Statistics
In this lecture, we went over some of the important statistical terms in order to understand how to properly dig right into the data. Below are a few snapshots of what we covered.
Why Statistics?
- to explore and analyze the data set
- to make predictions, to summarize
- to look for relations among data. If confident, we can make predictions
What kind of data exists?
NOIR
- Nominal
- Ordinal
- Interval
- Ratio
How to summarize?
- Measures of central tendency (ex. mean, median, midpoint)

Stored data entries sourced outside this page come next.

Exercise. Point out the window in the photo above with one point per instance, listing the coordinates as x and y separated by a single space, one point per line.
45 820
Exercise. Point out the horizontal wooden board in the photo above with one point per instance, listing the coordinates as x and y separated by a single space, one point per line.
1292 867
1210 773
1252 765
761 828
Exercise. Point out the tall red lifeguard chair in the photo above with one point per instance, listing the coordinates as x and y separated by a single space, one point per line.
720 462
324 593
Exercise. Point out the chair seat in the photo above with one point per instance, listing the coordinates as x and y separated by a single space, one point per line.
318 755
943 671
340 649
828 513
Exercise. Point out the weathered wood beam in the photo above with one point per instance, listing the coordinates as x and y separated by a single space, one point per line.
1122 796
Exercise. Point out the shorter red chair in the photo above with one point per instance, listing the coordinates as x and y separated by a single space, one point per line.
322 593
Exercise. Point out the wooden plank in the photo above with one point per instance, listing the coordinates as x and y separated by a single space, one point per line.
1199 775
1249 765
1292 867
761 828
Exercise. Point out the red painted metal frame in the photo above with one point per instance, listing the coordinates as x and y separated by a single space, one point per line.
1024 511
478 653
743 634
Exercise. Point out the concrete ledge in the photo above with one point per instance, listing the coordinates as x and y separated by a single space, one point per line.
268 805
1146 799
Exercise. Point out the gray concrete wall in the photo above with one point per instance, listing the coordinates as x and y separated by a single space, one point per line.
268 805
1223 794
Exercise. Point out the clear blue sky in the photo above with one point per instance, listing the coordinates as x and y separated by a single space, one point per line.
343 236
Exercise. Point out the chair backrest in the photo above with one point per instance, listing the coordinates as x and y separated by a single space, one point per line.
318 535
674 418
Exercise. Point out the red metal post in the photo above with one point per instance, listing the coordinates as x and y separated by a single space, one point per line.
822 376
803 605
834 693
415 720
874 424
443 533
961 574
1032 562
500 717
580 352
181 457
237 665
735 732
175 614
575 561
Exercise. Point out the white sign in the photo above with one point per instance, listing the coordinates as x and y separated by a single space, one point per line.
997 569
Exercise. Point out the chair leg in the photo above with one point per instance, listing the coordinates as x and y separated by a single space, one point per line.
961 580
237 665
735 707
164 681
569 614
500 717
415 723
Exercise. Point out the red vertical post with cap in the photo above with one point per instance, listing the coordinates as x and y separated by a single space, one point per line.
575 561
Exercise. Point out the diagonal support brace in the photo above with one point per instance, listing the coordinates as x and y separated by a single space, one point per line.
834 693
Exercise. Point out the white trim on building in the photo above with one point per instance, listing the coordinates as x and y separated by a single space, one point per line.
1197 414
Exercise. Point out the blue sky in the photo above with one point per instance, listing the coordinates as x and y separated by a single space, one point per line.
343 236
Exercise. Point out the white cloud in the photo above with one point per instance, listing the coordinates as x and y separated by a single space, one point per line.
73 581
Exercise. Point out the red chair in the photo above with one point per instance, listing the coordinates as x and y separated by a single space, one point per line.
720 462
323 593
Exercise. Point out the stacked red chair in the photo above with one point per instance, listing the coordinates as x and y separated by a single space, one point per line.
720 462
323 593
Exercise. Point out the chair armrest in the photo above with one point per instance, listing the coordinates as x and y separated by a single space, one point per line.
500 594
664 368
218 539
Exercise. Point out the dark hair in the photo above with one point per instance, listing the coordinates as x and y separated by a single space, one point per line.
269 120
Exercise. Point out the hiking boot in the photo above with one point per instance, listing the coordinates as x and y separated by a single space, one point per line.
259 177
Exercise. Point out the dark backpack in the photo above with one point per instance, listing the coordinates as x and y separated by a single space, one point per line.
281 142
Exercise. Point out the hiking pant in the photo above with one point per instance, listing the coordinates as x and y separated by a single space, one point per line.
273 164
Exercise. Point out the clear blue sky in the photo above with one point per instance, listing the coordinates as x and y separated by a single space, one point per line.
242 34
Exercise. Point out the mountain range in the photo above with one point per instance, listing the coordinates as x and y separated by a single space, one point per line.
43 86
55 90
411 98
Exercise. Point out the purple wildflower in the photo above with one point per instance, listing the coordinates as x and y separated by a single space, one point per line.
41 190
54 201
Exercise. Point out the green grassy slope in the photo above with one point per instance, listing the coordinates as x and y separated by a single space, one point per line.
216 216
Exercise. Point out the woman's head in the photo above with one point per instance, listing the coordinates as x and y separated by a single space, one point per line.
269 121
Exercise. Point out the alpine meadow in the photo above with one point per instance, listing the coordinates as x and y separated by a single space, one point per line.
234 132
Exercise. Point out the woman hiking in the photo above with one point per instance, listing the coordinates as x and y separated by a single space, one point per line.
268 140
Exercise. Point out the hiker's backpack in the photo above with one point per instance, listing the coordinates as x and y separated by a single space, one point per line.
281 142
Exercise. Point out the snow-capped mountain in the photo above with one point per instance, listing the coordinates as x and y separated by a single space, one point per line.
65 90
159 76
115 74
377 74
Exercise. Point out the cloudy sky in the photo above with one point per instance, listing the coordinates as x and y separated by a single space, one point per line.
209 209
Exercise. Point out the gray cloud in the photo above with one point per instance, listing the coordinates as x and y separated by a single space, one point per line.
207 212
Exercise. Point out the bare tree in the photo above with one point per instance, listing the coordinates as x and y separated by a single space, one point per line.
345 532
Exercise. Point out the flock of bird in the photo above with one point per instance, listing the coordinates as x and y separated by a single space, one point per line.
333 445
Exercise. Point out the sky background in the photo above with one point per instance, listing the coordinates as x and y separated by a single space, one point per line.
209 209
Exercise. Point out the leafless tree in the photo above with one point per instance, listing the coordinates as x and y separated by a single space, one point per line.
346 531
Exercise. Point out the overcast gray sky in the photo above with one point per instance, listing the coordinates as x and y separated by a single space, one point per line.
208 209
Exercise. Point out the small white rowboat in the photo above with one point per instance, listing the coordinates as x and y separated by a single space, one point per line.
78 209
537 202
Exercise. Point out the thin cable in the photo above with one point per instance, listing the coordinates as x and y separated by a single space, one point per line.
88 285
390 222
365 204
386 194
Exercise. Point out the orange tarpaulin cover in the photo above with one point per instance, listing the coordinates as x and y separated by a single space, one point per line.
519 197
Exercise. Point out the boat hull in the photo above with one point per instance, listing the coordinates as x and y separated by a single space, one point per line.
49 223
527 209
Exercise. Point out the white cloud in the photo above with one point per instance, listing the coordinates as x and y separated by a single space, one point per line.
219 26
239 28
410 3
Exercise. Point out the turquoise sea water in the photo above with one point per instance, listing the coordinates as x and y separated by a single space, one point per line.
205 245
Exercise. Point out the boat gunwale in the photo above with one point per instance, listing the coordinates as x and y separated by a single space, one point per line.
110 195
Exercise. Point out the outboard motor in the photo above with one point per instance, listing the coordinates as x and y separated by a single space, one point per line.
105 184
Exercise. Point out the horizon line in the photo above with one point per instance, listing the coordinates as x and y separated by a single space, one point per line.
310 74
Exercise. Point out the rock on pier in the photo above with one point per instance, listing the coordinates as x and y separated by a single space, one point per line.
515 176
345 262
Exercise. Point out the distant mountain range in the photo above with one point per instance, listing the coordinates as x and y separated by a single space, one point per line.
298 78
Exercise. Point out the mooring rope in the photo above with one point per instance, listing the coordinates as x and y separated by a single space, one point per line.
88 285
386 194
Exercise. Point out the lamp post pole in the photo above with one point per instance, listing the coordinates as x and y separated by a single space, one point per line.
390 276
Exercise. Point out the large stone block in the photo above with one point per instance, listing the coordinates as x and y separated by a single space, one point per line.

- Measures of dispersion (std. deviation, range)
Looking for relations?
- Visualizations: table, graphics
- Quantitative approaches: correlations does not assume causation
- regression – you need a hypothesis of what the dependent and independent variables are
Regression analysis
Looks at the relationship between dependent and independent variables, or response and causal variables. In my lab write-up, I go into more depth about regression analysis. But what is important to consider in geography is that positive spatial autocorrelation is the norm, so spatial declustering may be required to really understand what is happening.
Health Geography
Using GIS in health geography can be beneficial. The following are some various approaches health geography takes;
- a proactive approach rather than a disease mapping approach
- look at why different people cluster together
- socio-economic status has a strong relation to environmental justice
- exposure assessment
- proximity: ex. buffers, which way does the wind blow?
- interpolation: a model based on how something happens. Ex, West Nile, understanding how mosquitos live and the generation of a mosquito so you can map as a function of degree days vs the generation of mosquitos.
- Landuse regression spatial modeling: basically a more sophisticated interpolated surface.